Elle soutient que l'analyse du premier juge s'agissant de la recevabilité de sa demande de fixation de la date de la jouissance divise ne peut qu'être approuvée, d'autant qu'il s'agit du même magistrat ayant statué en 2019 et en tant que juge de la mise en état de sorte qu'il était le mieux à même de donner à sa décision l'interprétation qui s'imposait, et fait valoir que :
- de jurisprudence constante, la date de jouissance divise est la date de l'arrêt des comptes de la liquidation qui doit être la plus proche possible du partage, et il est indispensable que le juge fixe la date de la jouissance divise pour l'évaluation définitive des créances liquidatives ; à défaut de fixation de la date de la jouissance divise, le jugement est dépourvu de l'autorité de la chose jugée sur l'évaluation définitive de la créance (Civ. 1re, 21 juin 2023, n° 21-24.851),
- l'article 829 du code civil pose le principe de la fixation de la date de la jouissance divise à la plus proche possible du partage,
- dans son projet de partage, le notaire a retenu la date du jugement de liquidation partage, soit le 10 avril 2019, pour arrêter les comptes entre les parties, tout en précisant qu'il le faisait 'par défaut' et 'sous réserve de l'appréciation des juridictions',
- il est important que la date de la jouissance divise soit fixée au jugement à venir comme la concluante le sollicite pour rétablir l'égalité entre les copartageants qu'il s'agisse des charges de l'immeuble ou des revenus des terres indivises.
- Sur ce :
L'article 829 du code civil dispose :
'En vue de leur répartition, les biens sont estimés à leur valeur à la date de la jouissance divise telle qu'elle est fixée par l'acte de partage, en tenant compte, s'il y a lieu, des charges les grevant.

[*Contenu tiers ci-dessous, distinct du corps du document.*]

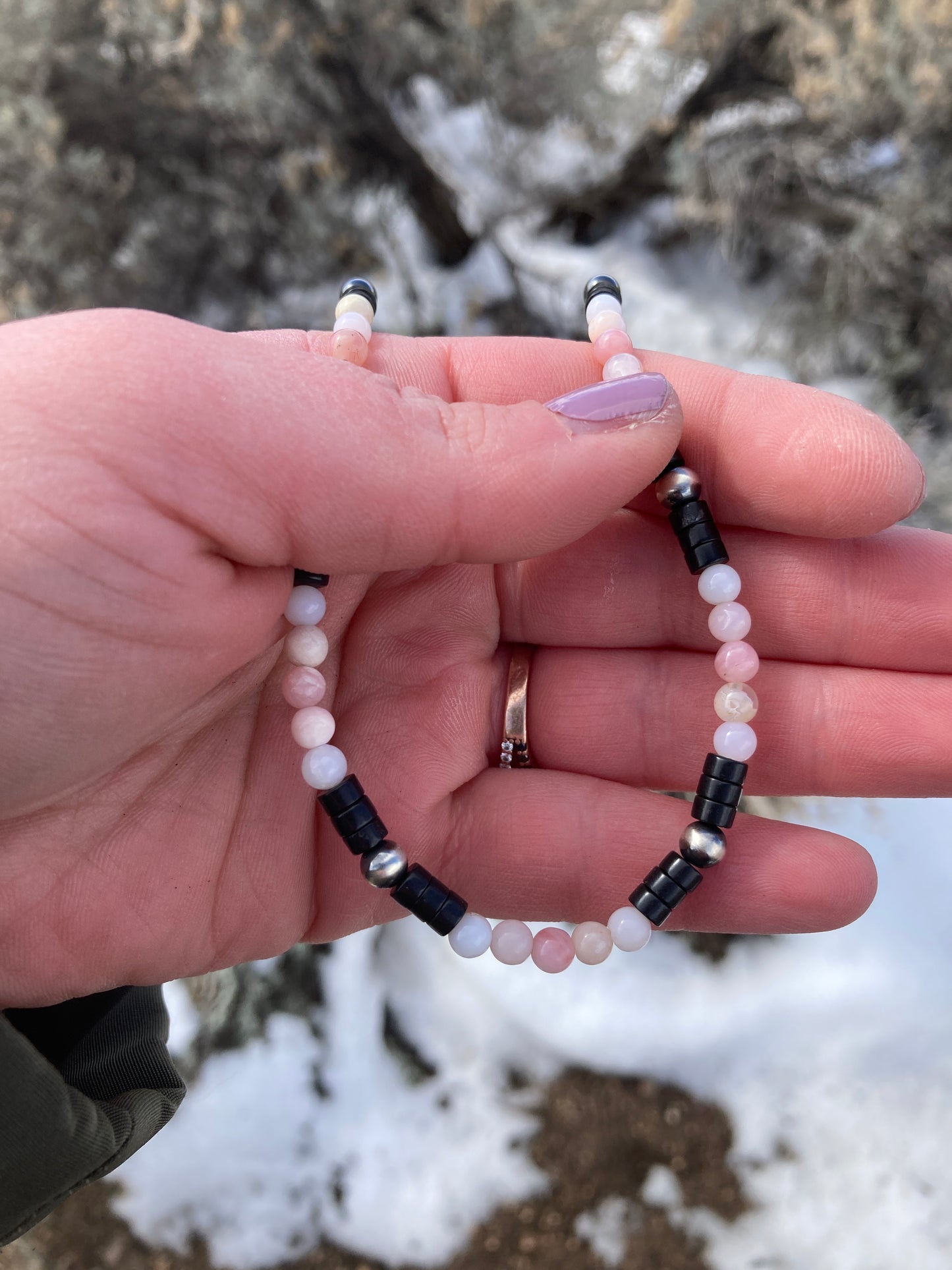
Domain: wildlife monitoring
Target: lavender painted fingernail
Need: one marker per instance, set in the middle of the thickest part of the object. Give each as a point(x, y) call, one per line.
point(617, 404)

Cette date est la plus proche possible du partage.
Cependant, le juge peut fixer la jouissance divise à une date plus ancienne si le choix de cette date apparaît plus favorable à la réalisation de l'égalité.'
Selon l'article 122 du code de procédure civile, constitue une fin de non-recevoir tout moyen qui tend à faire déclarer l'adversaire irrecevable en sa demande, sans examen au fond, pour défaut de droit d'agir, tel le défaut de qualité, le défaut d'intérêt, la prescription, le délai préfix, la chose jugée.
Aux termes de l'article 1355 du code civil, l'autorité de la chose jugée n'a lieu qu'à l'égard de ce qui a fait l'objet du jugement. Il faut que la chose demandée soit la même ; que la demande soit fondée sur la même cause ; que la demande soit entre les mêmes parties, et formée par elles et contre elles en la même qualité.
L'article 480 du code de procédure civile précise que le jugement qui tranche dans son dispositif tout ou partie du principal, ou celui qui statue sur une exception de procédure, une fin de non-recevoir ou tout autre incident a, dès son prononcé, l'autorité de la chose jugée relativement à la contestation qu'il tranche, et que le principal s'entend de l'objet du litige tel qu'il est déterminé par l'article 4.
L'article 4 dispose que l'objet du litige est déterminé par les prétentions respectives des parties, fixées par l'acte introductif d'instance et par les conclusions en défense, et peut être modifié par des demandes incidentes lorsque celles-ci se rattachent aux prétentions originaires par un lien suffisant.